In the Philippines, a megacity called “New Clark City” has been unveiled. It will cost $14 billion and is expected to become a “twin city” to Manila, the capital of the Philippines. It is also being built to become a “city of the future,” with advanced robotics, self-driving cars, and a clean environment.

It isn’t just new cities that are being built from the ground up. Existing cities are also evolving into smart cities, such as the Indian city of Pune, which is being transformed by AI through a partnership with various foreign firms.

For robotics firms looking to take advantage of the growth in smart cities and megacities, it may not just be a question of having the right service at the right price. Geopolitics could limit which companies can participate. For example, China is building an extension to Colombo in Sri Lanka called the “Colombo Port City.” It will be a smart city.

But, because China is single-handedly funding the project, it is unlikely that non-Chinese firms will get big “pieces of the cake.” China is also building Southeast Asia’s first smart city in the Philippines (separate from New Clark City) called “New Manila Bay.” Again, non-Chinese firms may lose out.
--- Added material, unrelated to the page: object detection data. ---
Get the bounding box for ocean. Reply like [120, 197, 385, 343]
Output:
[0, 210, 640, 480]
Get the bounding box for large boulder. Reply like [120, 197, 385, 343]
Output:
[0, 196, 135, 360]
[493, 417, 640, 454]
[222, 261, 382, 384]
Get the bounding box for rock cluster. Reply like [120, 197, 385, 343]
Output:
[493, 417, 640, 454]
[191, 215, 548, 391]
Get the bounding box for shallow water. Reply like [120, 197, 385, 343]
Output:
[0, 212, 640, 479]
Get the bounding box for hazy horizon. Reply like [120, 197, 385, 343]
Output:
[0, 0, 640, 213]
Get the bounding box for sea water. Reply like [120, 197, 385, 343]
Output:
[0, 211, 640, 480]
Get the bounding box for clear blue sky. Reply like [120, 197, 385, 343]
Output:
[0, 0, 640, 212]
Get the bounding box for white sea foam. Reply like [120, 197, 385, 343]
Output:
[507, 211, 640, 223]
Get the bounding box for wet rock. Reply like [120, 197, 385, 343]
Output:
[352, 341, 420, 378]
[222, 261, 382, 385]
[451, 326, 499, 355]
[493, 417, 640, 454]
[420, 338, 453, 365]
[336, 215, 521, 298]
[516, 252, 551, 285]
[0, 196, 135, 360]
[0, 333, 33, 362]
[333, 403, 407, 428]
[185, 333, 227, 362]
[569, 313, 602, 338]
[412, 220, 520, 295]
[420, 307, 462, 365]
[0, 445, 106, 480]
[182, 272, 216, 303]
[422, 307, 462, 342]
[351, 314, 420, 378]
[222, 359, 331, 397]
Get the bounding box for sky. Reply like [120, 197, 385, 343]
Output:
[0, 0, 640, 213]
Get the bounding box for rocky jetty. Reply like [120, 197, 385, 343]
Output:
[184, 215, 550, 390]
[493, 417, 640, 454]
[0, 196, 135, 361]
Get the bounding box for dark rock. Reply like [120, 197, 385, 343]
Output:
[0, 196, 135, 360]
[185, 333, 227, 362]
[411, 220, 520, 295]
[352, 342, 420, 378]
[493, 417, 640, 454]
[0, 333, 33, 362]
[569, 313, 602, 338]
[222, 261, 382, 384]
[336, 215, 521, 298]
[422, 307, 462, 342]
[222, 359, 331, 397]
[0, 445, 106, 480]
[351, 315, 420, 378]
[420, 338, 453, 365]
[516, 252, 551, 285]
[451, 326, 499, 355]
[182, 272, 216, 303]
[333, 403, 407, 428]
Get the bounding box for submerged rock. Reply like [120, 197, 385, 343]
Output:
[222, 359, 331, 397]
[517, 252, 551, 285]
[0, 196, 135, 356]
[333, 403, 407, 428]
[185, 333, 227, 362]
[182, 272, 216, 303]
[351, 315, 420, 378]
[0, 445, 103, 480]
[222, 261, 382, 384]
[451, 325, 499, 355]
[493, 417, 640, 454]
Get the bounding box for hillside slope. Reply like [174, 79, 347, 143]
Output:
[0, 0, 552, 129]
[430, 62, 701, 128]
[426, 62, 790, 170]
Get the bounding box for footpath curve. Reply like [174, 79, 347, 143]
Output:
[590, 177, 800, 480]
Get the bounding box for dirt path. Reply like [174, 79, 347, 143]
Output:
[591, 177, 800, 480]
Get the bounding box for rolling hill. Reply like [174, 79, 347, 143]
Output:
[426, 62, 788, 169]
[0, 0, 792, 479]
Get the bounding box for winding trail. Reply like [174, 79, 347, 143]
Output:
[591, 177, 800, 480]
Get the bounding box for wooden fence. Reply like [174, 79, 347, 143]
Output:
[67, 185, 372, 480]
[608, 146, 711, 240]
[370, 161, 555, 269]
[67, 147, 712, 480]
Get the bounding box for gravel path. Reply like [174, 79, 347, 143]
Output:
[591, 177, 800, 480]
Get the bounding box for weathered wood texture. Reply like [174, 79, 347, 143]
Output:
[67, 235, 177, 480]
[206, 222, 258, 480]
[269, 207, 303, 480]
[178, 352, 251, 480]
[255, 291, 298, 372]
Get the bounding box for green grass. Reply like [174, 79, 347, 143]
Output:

As robotics firms looks to expand into new verticals, including smart cities and megacities, their ambitions may be hard to realize without a strategy that encompasses geopolitics. And that means they could lose out on a megacities market that is expected to become $260 billion by 2020, just in Asia.

Countries protect data for geopolitical advantage

Robotics development: India is reportedly looking into a “data localization” strategy that will force foreign technology firms to store their data within India instead of sending it outside. This is part of a goal to become “data sovereign.”

Geopolitical significance: India is one of many countries that are pursuing such a strategy. As more countries look to protect the data created within their borders, it could wreak havoc for robotics firms that may have fallen under the radar in the past. Any data created by robotics firms would have to comply with the emerging public policy, which is being fueled by changing domestic and international conditions.

For example, China is protecting the data around self-driving cars by only allowing Chinese companies to map Chinese roads. This means that self-driving cars from China may be the only ones with the ability to traverse China. By protecting data this way, China will have a huge advantage in the ongoing “technology wars.”

Without clear guidelines, governments may create the circumstances for slip-ups to emerge. In the Canadian city of Calgary, a mall was caught tracking shoppers through facial recognition. The shoppers were not informed, and there is no clear explanation of how the data was stored or shared.

At the same time, facial recognition at U.S. airports, which are part of the “Traveler Verification Service,” are creating privacy concerns as companies partaking in the verification service refuse to provide clarity on how data they collect is being used.

Alongside all of this there is iRobot, which last year proposed selling the maps of customer’s homes that its Roomba vacuum cleaners create to technology companies.

By limiting where data goes, India may be giving itself an edge in the world of technology and geopolitics. Many robotics and AI firms need raw data to succeed. By forcing these companies to become “localized,” it gives the Indian government new control over foreign firms. At the same time, India is controlling who can use data created domestically.

It is unclear as to whether countries like the U.S. will take action against India the same way they are taking action against China. If the U.S. does take action against India’s technology policies, it could again disrupt robotics firms.

Most recently, the updated list of Washington’s tariffs against Chinese goods included many technology services and parts. The U.S. has already brought up Harley Davidson motorcycles being taxed at 100% upon entering India. Will the U.S. bring up the obstacles robotics firms are facing next? Will India care?